To evaluate the effect of HGF on the Notch1/Jagged1 pathway, N1IC-overexpressing (SC-M1/HA-N1IC) and control (SC-M1/pcDNA3) human gastric cancer SC-M1 cells were used in our experiment. To reduce the influence of the growth factors in FBS, the concentration of FBS was tapered to 0.5%. Cells were treated with various concentration of HGF (0, 5 or 25 ng/ml) (−, + and ++, respectively in the figures) and/or NS398 (0 or 50 µM) (− and +, respectively in the figures). The cell growth of SC-M1/pcDNA3 cells was increased in proportion to the elevation of HGF concentration. However, this phenomenon was not observed in the SC-M1/HA-N1IC cells. The COX-2-specific inhibitor NS398 blocked cell growth in both SC-M1/HA-N1IC and SC-M1/pcDNA3 cells, and HGF-stimulated cell growth in SC-M1/pcDNA3 was also blocked by NS398 (Fig. 1C). These data showed that HGF can enhance the proliferation ability of gastric cancer with lower Notch1 (N1IC) activity. However, the effect of HGF treatment on proliferation in gastric cancer cells with constitutively overexpressed Notch1 (N1IC) was not obvious, such that the COX-2-specific inhibitor NS398 repressed the migration ability in gastric cancer cells with both lower and higher Notch1 (N1IC) activity.

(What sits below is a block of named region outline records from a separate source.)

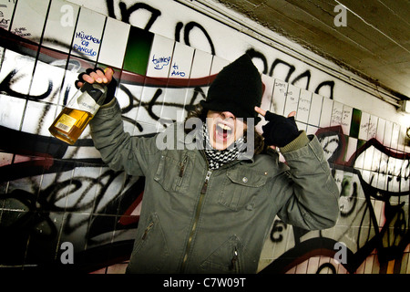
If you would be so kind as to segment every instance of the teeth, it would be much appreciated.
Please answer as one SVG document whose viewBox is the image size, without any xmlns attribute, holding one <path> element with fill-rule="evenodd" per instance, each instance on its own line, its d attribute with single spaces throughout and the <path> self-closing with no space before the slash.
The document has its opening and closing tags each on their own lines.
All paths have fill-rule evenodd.
<svg viewBox="0 0 410 292">
<path fill-rule="evenodd" d="M 232 130 L 232 129 L 225 124 L 222 123 L 218 123 L 218 127 L 220 127 L 220 129 L 224 130 Z"/>
</svg>

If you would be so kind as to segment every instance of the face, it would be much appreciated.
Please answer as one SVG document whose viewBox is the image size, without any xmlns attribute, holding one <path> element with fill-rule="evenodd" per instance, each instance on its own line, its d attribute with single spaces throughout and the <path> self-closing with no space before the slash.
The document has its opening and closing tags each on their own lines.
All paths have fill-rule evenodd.
<svg viewBox="0 0 410 292">
<path fill-rule="evenodd" d="M 247 129 L 243 119 L 236 119 L 230 111 L 209 110 L 207 126 L 210 141 L 214 149 L 224 150 L 243 136 Z"/>
</svg>

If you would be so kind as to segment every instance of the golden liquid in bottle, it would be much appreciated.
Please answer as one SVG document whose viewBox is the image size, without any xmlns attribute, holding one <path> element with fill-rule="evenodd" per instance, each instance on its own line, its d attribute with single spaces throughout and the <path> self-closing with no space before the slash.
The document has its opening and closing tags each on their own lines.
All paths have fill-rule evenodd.
<svg viewBox="0 0 410 292">
<path fill-rule="evenodd" d="M 92 118 L 87 111 L 65 108 L 48 130 L 56 138 L 73 145 Z"/>
</svg>

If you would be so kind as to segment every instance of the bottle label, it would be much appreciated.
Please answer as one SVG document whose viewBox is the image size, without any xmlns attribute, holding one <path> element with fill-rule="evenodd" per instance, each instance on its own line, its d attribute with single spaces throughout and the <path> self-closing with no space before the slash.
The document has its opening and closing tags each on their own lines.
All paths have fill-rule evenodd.
<svg viewBox="0 0 410 292">
<path fill-rule="evenodd" d="M 61 115 L 60 119 L 56 122 L 56 128 L 68 132 L 76 123 L 77 120 L 67 114 Z"/>
<path fill-rule="evenodd" d="M 84 92 L 77 99 L 77 103 L 78 105 L 78 110 L 88 111 L 92 115 L 95 115 L 99 109 L 99 105 L 87 92 Z"/>
</svg>

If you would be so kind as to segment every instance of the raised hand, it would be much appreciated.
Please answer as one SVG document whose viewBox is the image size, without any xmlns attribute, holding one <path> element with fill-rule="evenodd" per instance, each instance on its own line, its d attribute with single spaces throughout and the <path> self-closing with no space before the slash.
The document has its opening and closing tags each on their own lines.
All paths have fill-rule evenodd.
<svg viewBox="0 0 410 292">
<path fill-rule="evenodd" d="M 295 111 L 291 112 L 288 118 L 263 110 L 259 107 L 255 107 L 255 111 L 268 121 L 262 126 L 262 136 L 267 145 L 283 147 L 299 136 L 300 131 L 294 121 Z"/>
<path fill-rule="evenodd" d="M 117 80 L 113 78 L 114 70 L 111 68 L 106 68 L 104 70 L 100 68 L 96 68 L 94 69 L 88 68 L 86 72 L 80 73 L 77 77 L 77 80 L 75 82 L 77 89 L 83 87 L 84 83 L 93 84 L 103 83 L 107 85 L 107 98 L 104 104 L 107 104 L 114 99 L 116 89 L 117 89 Z"/>
</svg>

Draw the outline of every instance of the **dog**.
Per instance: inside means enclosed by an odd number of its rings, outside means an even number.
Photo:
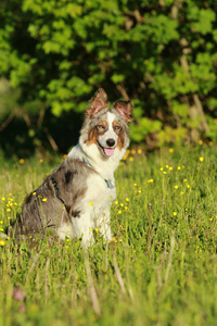
[[[78,145],[25,200],[15,235],[81,238],[87,248],[97,228],[112,240],[110,210],[116,199],[114,172],[129,146],[130,101],[108,106],[101,88],[89,101]]]

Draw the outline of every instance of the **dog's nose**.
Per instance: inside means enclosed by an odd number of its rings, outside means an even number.
[[[115,140],[114,140],[113,138],[108,138],[108,139],[106,140],[106,145],[107,145],[108,147],[113,147],[113,146],[115,145]]]

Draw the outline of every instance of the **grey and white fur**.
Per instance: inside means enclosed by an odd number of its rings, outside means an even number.
[[[15,236],[59,235],[94,242],[92,229],[112,239],[110,210],[116,199],[114,172],[129,146],[130,101],[108,108],[99,89],[86,112],[78,145],[25,200]],[[44,201],[46,199],[46,201]]]

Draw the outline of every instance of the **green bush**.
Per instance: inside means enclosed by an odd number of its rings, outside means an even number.
[[[135,142],[214,139],[216,11],[213,0],[2,0],[0,75],[29,118],[36,101],[39,116],[80,114],[103,87],[132,99]]]

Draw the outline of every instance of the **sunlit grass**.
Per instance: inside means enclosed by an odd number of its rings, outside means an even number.
[[[1,238],[0,325],[215,325],[216,156],[201,141],[129,150],[116,173],[113,241],[92,229],[87,253],[69,239]],[[62,158],[21,160],[2,162],[0,233]]]

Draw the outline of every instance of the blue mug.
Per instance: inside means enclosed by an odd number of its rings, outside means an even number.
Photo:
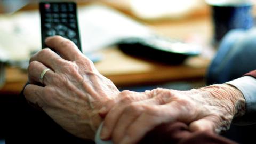
[[[254,25],[252,3],[211,5],[215,43],[218,43],[230,30],[249,29]]]

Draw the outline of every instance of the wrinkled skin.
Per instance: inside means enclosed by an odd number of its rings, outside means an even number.
[[[101,137],[115,143],[134,143],[163,123],[181,121],[191,131],[219,132],[235,116],[243,115],[241,92],[223,84],[180,91],[157,89],[120,92],[95,69],[70,41],[60,36],[46,39],[44,49],[30,59],[30,84],[24,94],[70,133],[93,140],[104,119]],[[40,83],[40,74],[47,71]],[[239,112],[239,113],[238,113]]]
[[[192,131],[219,133],[228,129],[234,116],[243,115],[245,109],[241,92],[225,84],[186,91],[157,89],[140,95],[122,92],[100,111],[105,117],[102,139],[135,143],[157,125],[175,121],[187,124]],[[147,99],[134,100],[139,97]],[[112,102],[117,104],[113,106]]]
[[[25,89],[25,97],[69,132],[93,140],[102,121],[99,110],[119,91],[71,41],[55,36],[47,38],[46,44],[63,58],[50,49],[44,49],[31,58],[30,84]],[[41,84],[40,74],[47,68],[51,70]]]

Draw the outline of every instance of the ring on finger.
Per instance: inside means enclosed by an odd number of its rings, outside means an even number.
[[[41,74],[40,74],[40,77],[39,78],[39,81],[40,82],[40,83],[41,83],[43,84],[43,79],[44,79],[44,75],[45,75],[46,72],[49,70],[51,70],[51,69],[46,68],[44,70],[43,70],[43,71],[42,71]]]

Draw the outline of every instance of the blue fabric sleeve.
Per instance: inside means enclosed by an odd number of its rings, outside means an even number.
[[[235,119],[237,125],[249,125],[256,123],[256,79],[251,76],[244,76],[228,82],[230,84],[239,90],[246,101],[245,115]]]

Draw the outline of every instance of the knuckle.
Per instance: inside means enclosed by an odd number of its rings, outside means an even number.
[[[138,115],[142,112],[143,110],[144,109],[141,106],[132,103],[124,109],[124,112],[126,113],[131,113],[133,115]]]
[[[42,54],[48,54],[52,52],[52,50],[50,48],[45,48],[41,50],[39,53]]]
[[[53,91],[52,89],[49,87],[45,87],[45,89],[44,89],[43,95],[41,95],[44,103],[46,104],[50,104],[53,102]]]
[[[53,36],[53,39],[61,39],[61,38],[63,38],[63,37],[59,35]]]
[[[69,39],[63,40],[61,43],[61,45],[64,47],[69,47],[74,46],[74,44],[72,41]]]
[[[38,65],[39,62],[37,61],[33,61],[29,63],[29,65],[28,65],[28,71],[29,73],[30,71],[31,71],[34,69],[35,69]]]
[[[129,90],[124,90],[120,93],[121,96],[127,96],[129,95],[131,93],[131,91]]]
[[[37,57],[41,58],[44,55],[47,55],[51,52],[52,50],[49,48],[45,48],[39,51],[37,54]]]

Next, we investigated the migration ability of gastric cancer cells using wound healing migration and Transwell migration assays. In the wound healing migration study, SC-M1/HA-N1IC and SC-M1/pcDNA3 cells were treated with HGF (0 or 25 ng/ml). The relative migration area was increased after HGF treatment in SC-M1/pcDNA3 cells compared to HGF treatment in SC-M1/HA-N1IC cells (Fig. 2). Furthermore, we investigated the migration ability using a Transwell migration assay. Compared to the migration ability of SC-M1/pcDNA3 cells, SC-M1/HA-N1IC cell migration increased independently of HGF. The migration ability of SC-M1/pcDNA3 cells was increased after HGF treatment. However, there was no significant difference in the migration ability of SC-M1/HA-N1IC cells before and after HGF treatment (Fig. 3). NS398 treatment reduced the migration ability in the SC-M1/pcDNA3 and SC-M1/HA-N1IC cells (Fig. 4). These results suggest that HGF can enhance the migration ability of gastric cancers with lower Notch1 (N1IC) activity. However, the effect of HGF on gastric cancer cells with constitutively overexpressed Notch1 (N1IC) was not obvious. The COX-2-specific inhibitor NS398 can repress the migration ability in gastric cancer cells with both low and overexpressed N1IC.

First, we compared the expression of c-Met and, Jagged1 by western blot analysis in Notch1-overexpressing, control and WT SC-M1 gastric cancer cells. Jagged1 expression in SC-M1/WT and SC-M1/pcDNA3 cells was lower than that in SC-M1/HA-N1IC cells, but c-Met protein expression was lower in SC-M1/pcDNA3 and SC-M1/HA-N1IC cells than that in the SC-M1/WT cells. The expression of c-Met protein in the SC-M1/pcDNA3 cells was higher than that in the SC-M1/HA-N1IC cells. Reduced expression of c-Met protein was observed in Notch1-overexpressing SC-M1 cells (Fig. 5A). Second, we treated gastric cancer cells with HGF and examined the effects over time. After HGF (25 ng/ml) treatment for 1, 2 or 4 h, cell lysates were collected for western blot analysis. HGF stimulated the expression of Jagged1 and COX-2 proteins in the SC-M1/pcDNA3 cells in a time-dependent manner. However, Jagged1 and COX-2 proteins levels were not obviously increased in the SC-M1/HA-N1IC cells. A time-dependent increase of Jagged1 was observed in the HGF-stimulated SC-M1 cells but not in the Notch1-overexpressing SC-M1 cells (Fig. 5B). COX-2 expression was elevated in the SC-M1/WT and SC-M1/pcDNA3 cells after HGF treatment. However, no significant change in COX-2 expression was observed in the SC-M1/HA-N1IC cells (Fig. 5C). Taken together, these results imply that a feedback loop exists between the HGF/c-Met and Notch1/Jagged1 signaling pathways.